That we as a nation, are carrying an “unsustainable debt” isn’t even arguable. The president has said so in no uncertain terms (see “The Looming Debt Ceiling Fight”), and both parties agree. Since deficit spending in any given budget cycle adds to the debt, it follows that the first step in starting to pay down the national debt would involve ending each budget cycle with a surplus which would then be turned over to our lenders and thus, shrink what we owe them. The problem with getting to a surplus, is that we can’t even arrive at a balanced budget where all our spending outlays are equaled by revenues .

The blame for our continuing to spend more than we take it, can credibly be assigned to both parties, though not evenly. When they are in the majority, Congressional Democrats have too often spent more than they raised in taxes with a deficit resulting. But, since the increased revenues through taxation helps pay for at least some of the over-spending, the deficits for which the Democrats are responsible tend to be smaller. In turn, smaller deficits mean that we pay less interest to our lenders. In contrast, Congressional Republicans have, for much of the last 30 years, engaged in a steady pattern of cutting taxes without cutting spending. This meant that with outlays at or above the same levels, there was less money to cover those costs because revenues in the former of taxes had been lowered. The result was that when Congress was controlled by the GOP, deficits tended to be larger which meant that higher borrowing costs developed because of bigger interest payments.
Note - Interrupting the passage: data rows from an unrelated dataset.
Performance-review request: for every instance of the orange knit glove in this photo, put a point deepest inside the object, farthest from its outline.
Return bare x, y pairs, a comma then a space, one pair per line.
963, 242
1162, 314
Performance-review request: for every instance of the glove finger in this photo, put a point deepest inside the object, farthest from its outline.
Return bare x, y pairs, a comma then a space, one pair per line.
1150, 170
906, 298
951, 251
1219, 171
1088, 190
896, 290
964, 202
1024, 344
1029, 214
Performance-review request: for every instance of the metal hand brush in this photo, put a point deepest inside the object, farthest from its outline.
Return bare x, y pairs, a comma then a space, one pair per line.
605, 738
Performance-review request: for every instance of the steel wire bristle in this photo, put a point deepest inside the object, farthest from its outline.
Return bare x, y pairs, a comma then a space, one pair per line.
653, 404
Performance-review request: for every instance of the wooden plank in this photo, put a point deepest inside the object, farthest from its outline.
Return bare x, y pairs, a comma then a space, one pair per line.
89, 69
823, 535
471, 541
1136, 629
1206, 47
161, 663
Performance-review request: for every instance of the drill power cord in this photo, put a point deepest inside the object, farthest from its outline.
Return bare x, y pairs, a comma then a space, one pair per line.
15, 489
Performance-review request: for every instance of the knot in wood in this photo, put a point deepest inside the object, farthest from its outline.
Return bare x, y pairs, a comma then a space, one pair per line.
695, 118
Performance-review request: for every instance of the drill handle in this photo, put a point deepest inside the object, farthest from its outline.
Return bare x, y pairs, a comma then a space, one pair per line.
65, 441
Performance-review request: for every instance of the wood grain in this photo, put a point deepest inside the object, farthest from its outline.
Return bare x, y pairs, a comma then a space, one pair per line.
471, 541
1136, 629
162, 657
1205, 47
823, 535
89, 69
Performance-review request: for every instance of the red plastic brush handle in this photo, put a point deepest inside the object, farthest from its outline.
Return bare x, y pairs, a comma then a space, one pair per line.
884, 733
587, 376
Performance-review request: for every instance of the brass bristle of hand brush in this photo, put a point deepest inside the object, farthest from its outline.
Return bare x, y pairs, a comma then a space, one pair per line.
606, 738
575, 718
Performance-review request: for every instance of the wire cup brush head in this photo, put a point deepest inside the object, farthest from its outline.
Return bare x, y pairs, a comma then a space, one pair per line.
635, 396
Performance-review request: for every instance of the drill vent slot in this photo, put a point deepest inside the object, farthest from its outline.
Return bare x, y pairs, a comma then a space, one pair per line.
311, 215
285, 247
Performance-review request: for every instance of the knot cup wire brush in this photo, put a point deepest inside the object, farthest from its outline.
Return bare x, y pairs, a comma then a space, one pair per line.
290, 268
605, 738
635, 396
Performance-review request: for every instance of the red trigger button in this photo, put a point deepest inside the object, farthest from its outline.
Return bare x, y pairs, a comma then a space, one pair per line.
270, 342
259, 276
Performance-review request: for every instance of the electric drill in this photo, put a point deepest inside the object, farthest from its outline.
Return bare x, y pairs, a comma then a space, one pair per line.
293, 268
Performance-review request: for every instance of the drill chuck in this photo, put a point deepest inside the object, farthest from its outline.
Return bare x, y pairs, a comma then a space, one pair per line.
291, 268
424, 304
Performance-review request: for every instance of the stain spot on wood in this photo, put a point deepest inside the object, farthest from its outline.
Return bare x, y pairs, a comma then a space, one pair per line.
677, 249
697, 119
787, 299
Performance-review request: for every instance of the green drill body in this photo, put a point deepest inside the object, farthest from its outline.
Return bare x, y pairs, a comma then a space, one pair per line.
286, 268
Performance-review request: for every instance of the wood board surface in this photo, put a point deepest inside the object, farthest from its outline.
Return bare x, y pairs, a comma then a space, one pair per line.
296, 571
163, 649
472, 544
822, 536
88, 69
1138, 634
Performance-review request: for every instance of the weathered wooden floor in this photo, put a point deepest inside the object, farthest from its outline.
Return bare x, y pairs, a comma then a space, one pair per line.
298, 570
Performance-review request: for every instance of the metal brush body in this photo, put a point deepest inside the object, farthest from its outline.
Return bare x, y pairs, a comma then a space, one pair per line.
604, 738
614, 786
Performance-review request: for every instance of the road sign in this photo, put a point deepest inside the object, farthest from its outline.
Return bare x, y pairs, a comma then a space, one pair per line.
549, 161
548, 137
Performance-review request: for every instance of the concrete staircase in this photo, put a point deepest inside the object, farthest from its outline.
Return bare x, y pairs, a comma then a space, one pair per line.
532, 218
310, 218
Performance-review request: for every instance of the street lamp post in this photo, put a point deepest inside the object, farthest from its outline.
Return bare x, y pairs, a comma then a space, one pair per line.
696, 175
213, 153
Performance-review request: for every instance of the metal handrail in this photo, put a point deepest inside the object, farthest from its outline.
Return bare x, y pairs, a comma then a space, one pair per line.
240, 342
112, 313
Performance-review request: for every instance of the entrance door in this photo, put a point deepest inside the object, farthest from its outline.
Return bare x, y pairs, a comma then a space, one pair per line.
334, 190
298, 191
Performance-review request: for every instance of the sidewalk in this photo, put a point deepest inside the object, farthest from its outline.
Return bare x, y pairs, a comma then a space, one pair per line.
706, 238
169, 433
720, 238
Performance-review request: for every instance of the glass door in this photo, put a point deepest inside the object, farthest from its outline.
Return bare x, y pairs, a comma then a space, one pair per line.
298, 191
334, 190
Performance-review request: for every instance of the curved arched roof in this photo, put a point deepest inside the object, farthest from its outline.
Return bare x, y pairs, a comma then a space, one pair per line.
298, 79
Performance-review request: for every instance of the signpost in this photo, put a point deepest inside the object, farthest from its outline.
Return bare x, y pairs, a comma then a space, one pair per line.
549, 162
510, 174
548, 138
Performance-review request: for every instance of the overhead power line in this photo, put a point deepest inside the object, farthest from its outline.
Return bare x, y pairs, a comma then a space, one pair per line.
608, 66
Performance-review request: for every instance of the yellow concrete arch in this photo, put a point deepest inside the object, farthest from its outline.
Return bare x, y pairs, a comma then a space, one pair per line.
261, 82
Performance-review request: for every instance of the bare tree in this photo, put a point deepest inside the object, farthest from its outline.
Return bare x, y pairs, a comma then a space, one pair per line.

Given this history, how do we as a nation move progressively towards a balanced budget and then surpluses? It would seem to be a straightforward matter of Congress spending no more than it takes it. Unfortunately, it’s just not that simple. That is because we already have on the books, costly programs like national defense, Social Security and Medicare/Medicaid. At the same time, the GOP, which controls the House, has an appetite for cutting taxes. In this context, how do we arrive at a balance when we have expensive commitments on the one hand, but seek to take in less revenues on the other? To further complicate matters, with the economy still struggling to come out of the 2008 recession, taking huge sums of money out of circulation by cutting government spending and raising taxes are the worst possible steps we could take, and every reputable economist in sight has said so. To do otherwise would invite a reversal of our ongoing, albeit sluggish recovery.

There is a way forward, but it will require patience, evenly distributed sacrifice, and shared pain. With each budget cycle, Congress must seek to create progressively smaller deficits. That means that the difference between outlays and revenues (taxes) must steadily diminish until equilibrium is reached. Broadly speaking, this could mean that there will be cost-cutting in defense, and cost-savings achieved through reforms of social safety net programs, combined with increases in taxes on corporate profits, capital gains and personal income. None of this can be done “willy-nilly” or with a heavy hand. Rather, a deft, surgical approach is required.

Fortunately, there may be reason to be hopeful. The recent “fiscal cliffs” deal reached between Congress and the president contained a start towards this sort of careful budgeting; i.e. taxes will be raised only on personal earnings over $400,000, with $60 billion in spending cuts across each of the next 10 years. The current fight over raising the debt ceiling is likely to produce more of the same. What we must not have is austerity in the form of draconian spending cuts. Europe tried that to combat their recession and it just made matters worse. Therefore, the outcome of current negotiations between Congress and the president will, in the next six months, determine if we are truly committed to getting our fiscal house in order and avoid falling back into a recession.